- Directed by: Bruce Le Kim Hui-lim
- Written by: Fock Da-lin
- Starring: Bruce Le Lily Young Shi Kamura Li Ning
- Cinematography: Yue Ke Chen Sing-hoi
- Distributed by: Esplanade Filmverleih (West Germany)
- Release date: 8 May 1987 (Hong Kong);
- Running time: 82 minutes
- Country: Hong Kong
- Language: Cantonese

= Ninja Over the Great Wall =

1987 Hong Kong film by Bruce Le and Kim Hui-lim

Ninja Over the Great Wall (Long hyo chang cheng), also known as Fire on the Great Wall and Shaolin Fist of Fury, is a 1987 martial arts film starring Bruce Lee clone, Bruce Le.

The Region 1 DVD from Ground Zero Entertainment is retitled Shaolin Fist of Fury. The box claims that Hwang Jang-Lee is in the film, but he is not. Most sources list this as a 1987 film, although the Hong Kong Movie DataBase gives the year as being 1990.

==Plot==
The film takes place during the 1930s, during Japanese occupation of China. Chi Keung's (Bruce Le) mother is killed during the occupation. Chi himself is presumed dead, but is later saved by his friend Yip.

They travel to Beijing, where Yip stays with his aunt along with Chi. Unfortunately, a Japanese fighter, Shojiro, comes to town with the intent of showing off his martial arts expertise by brawling with Chi's master. The master wins the fight, but Shojiro's father has the master killed. An angry Chi punches and kicks his way to Shojiro, and finds that Shojiro did not want the master to die; the murder was merely a way for his father to save face. Chi spares Shojiro and requests that he never steps foot in China gain. This agreement only temporarily lasted, causing Shojiro (trained in the ways of Bushido) and Chi (trained in kung fu) to meet for one final confrontation on the Great Wall of China.

==Reception==
On the website Bruceploitation, "Keith" writes:"While liberally borrowing from the Bruce Lee classic Fist of Fury, this Bruce Le vehicle is still quite entertaining. The fight scenes are lots of fun with Bruce taking on hordes of ninjas literally everywhere. Viewers should get a kick out of a scene where Bruce fights a ninja who is on fire. Talk about having control of your mind and body. Also, there is the requisite "You killed my teacher" Japanese dojo attack required by Bruceploitation Law. The end fight scene (shot on location at the Great Wall) is mighty impressive and brutal. What surprised me the most about this film is the pessimistic storyline. Pretty much everyone dies. Using the Japanese occupation of China as a backdrop, the filmmakers also inject a bit of political commentary (not saying the Fist of Fury was subtle though). If only Bruce Le had made more movies like this."

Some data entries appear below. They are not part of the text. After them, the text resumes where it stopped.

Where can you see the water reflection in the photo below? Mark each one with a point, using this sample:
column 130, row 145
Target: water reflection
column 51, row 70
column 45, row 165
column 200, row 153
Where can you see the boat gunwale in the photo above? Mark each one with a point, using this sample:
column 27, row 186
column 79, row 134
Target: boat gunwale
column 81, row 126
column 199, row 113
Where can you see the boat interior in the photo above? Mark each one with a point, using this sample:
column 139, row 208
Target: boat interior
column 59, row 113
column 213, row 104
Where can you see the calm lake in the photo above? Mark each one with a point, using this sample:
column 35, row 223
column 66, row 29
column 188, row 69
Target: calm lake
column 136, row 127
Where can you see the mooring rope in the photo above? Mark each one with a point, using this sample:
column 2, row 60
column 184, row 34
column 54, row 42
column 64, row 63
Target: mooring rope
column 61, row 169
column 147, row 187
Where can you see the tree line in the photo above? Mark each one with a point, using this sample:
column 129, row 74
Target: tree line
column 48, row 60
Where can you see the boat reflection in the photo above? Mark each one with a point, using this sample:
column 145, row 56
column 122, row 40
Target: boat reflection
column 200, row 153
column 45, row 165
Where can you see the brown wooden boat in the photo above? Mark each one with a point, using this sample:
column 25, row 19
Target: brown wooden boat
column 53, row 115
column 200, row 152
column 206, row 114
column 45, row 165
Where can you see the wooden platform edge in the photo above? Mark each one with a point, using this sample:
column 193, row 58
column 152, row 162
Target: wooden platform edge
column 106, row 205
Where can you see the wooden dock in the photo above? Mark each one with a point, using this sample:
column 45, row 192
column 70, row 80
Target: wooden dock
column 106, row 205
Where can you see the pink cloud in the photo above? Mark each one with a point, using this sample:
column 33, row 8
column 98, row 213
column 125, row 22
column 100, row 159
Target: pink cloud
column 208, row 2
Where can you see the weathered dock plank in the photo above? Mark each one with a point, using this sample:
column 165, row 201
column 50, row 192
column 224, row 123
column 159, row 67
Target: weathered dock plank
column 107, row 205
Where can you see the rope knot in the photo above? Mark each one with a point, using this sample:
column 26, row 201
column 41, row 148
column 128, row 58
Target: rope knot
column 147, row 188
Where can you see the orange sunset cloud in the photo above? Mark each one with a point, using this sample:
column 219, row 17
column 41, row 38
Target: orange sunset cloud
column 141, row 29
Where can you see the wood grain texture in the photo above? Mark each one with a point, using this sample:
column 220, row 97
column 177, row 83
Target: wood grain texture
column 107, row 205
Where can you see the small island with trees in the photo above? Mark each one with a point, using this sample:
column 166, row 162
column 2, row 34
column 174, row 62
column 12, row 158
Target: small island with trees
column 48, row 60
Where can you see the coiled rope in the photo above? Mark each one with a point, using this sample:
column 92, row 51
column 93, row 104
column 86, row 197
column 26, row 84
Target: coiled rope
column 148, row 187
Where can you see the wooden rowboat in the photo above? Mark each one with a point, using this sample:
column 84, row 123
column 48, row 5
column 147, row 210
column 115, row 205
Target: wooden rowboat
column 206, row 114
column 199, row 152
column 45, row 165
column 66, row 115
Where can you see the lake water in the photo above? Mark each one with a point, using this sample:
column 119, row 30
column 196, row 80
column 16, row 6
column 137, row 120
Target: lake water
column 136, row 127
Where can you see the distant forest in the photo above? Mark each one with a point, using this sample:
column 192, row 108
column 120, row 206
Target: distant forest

The review on Kung Fu Cinema by Rudolph Pretorius:"The film’s major flaw lies in the fact that it’s played straight-faced throughout. No intentional jokes are to be found. Some humor could definitely have helped. The film is relatively new in terms of genre, yet it uses the same old story about the Chinese versus the Japanese...There’s not much about the film to recommend even if you like these Chinese versus the Japanese plots. The production values aren’t bad, but they should rather have employed better actors than have good-looking sets and locations. Stay away!"

==Trivia==

The film's final fight can be briefly seen in Ang Lee's directorial debut film Pushing Hands (1991).